SUMMARY ORDER
THIS SUMMARY ORDER WILL NOT BE PUBLISHED IN THE FEDERAL REPORTER AND MAY NOT BE CITED AS PRECEDENTIAL AUTHORITY TO THIS OR ANY OTHER COURT, BUT MAY BE CALLED TO THE ATTENTION OF THIS OR ANY OTHER COURT IN A SUBSEQUENT STAGE OF THIS CASE, IN A RELATED CASE, OR IN ANY CASE FOR PURPOSES OF COLLATERAL ESTOPPEL OR RES JUDICATA.
At a stated term of the United States Court of Appeals for the Second Circuit, held at the United States Courthouse, Foley Square, in the City of New York, on the 16th day of December, Two Thousand and Two.
UPON DUE CONSIDERATION, IT IS HEREBY ORDERED, ADJUDGED AND DECREED that the decision of said district court be and it hereby is AFFIRMED.
Plaintiff-appellant Elihu Fier, acting pro se, appeals from the March 21, 2002 order of the United States District Court for the Southern District of New York (John G. Koeltl, Judge), granting defendant-appellee the United States of America’s motion to dismiss pursuant to Fed.R.Civ.P. 12(b)(1) for lack of subject matter jurisdiction. On appeal, Fier challenged the district court’s ability to find facts in the context of a 12(b)(1) motion and asserted that contrary to the district court’s finding, his disbursement to the Internal Revenue Service, which matched his tax liability to the penny, was a deposit, rather than a payment of that liability.
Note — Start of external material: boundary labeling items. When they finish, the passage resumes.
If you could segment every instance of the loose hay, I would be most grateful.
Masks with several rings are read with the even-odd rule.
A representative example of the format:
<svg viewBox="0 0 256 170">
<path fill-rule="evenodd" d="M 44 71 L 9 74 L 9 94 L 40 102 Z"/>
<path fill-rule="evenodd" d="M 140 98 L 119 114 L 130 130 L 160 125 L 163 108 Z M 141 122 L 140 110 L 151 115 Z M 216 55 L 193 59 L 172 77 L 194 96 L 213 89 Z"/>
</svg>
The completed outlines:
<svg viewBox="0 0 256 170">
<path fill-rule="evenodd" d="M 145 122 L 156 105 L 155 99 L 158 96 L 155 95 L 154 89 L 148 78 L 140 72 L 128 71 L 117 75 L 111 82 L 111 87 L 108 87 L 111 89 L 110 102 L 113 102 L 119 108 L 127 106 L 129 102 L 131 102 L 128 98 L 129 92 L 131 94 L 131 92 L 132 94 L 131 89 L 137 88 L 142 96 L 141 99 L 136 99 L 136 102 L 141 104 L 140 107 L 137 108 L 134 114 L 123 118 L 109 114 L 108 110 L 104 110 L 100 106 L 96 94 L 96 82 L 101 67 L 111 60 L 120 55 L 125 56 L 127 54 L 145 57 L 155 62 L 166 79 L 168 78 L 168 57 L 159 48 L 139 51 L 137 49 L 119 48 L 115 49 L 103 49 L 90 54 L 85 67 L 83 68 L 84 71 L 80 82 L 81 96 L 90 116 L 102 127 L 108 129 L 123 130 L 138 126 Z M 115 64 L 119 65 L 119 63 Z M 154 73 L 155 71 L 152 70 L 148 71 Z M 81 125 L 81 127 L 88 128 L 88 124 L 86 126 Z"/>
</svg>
He further asserted that the statute of limitations had not yet run prior to his filing his action.
When considering a motion pursuant to Federal Rule of Civil Procedure 12(b)(1), district courts may make findings of fact. See Rent Stabilization Ass’n v. Dinkins, 5 F.3d 591, 594 (2d Cir.1993). We review district court decisions “to dismiss an action for want of subject matter jurisdiction on a Rule 12(b)(1) motion for clear error with respect to factual findings and de novo with respect to legal conclusions.” Virtual Countries, Inc. v. Republic of South Africa, 300 F.3d 230, 235 (2d Cir. 2002). We find no error here, clear or otherwise.
The judgment of the district court is AFFIRMED for substantially the same reasons stated by the district court; further, the government’s motion to strike part of the joint appendix is denied as moot.